Posts Tagged ‘irs’

Tax Avoidance and Tax Evasion…What’s the Difference?

Thursday, November 24th, 2011

Depending on who you ask, some people may say that tax avoidance is either “smart business” or it’s “immoral”. But, if done correctly, there’s one thing it’s not…It’s not illegal. There are numerous ways that a person can decrease his or her tax liability legally: 1. Claiming deductions 2. Incorporating. 3. Setting up a charitable trust or foundation.

 More complicated and controversial methods include setting up an offshore company, trust or foundation in an offshore jurisdiction. Tax evasion, on the other hand, is the willful act of misrepresenting financial information to avoid the tax liability. Common forms of tax evasion are understating income, wages or gains on the sale of property and/or overstating tax deductions.

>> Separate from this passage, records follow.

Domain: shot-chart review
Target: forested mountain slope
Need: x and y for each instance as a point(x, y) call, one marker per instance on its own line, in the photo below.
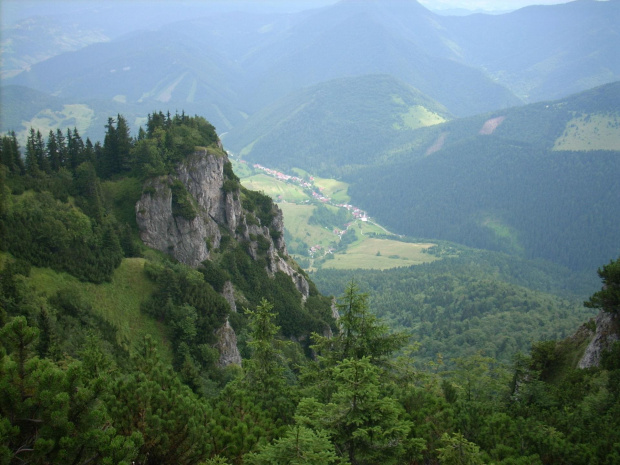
point(111, 350)
point(333, 127)
point(537, 181)
point(229, 65)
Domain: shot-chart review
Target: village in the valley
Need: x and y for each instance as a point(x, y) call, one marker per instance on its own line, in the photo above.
point(316, 193)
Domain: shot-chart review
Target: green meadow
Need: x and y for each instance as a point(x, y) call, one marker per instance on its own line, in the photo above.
point(380, 254)
point(117, 301)
point(590, 132)
point(367, 252)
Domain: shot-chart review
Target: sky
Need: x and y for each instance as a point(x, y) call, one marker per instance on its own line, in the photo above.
point(490, 5)
point(13, 10)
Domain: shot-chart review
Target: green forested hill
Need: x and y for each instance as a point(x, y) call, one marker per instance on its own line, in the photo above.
point(333, 127)
point(473, 301)
point(500, 182)
point(107, 347)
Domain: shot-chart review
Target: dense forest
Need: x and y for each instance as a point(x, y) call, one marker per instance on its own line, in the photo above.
point(515, 188)
point(471, 301)
point(77, 386)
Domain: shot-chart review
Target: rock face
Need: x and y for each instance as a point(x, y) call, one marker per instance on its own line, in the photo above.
point(215, 208)
point(227, 346)
point(607, 330)
point(187, 239)
point(190, 240)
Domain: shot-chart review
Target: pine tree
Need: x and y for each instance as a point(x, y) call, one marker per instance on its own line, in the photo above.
point(53, 152)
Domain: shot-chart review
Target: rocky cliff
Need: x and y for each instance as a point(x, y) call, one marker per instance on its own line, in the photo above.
point(187, 213)
point(602, 338)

 What’s the Difference? To keep it simple – think of it this way: Tax avoidance is the maneuvering to avoid the tax liability in the first place. The tax does not exist, because in a legal sense, no income, profit or gain ever existed. Tax evasion is maneuvering to avoid the payment of a tax liability that has already been created. The tax exists because the income, profit or gain already exists. To avoid paying the tax is a criminal act.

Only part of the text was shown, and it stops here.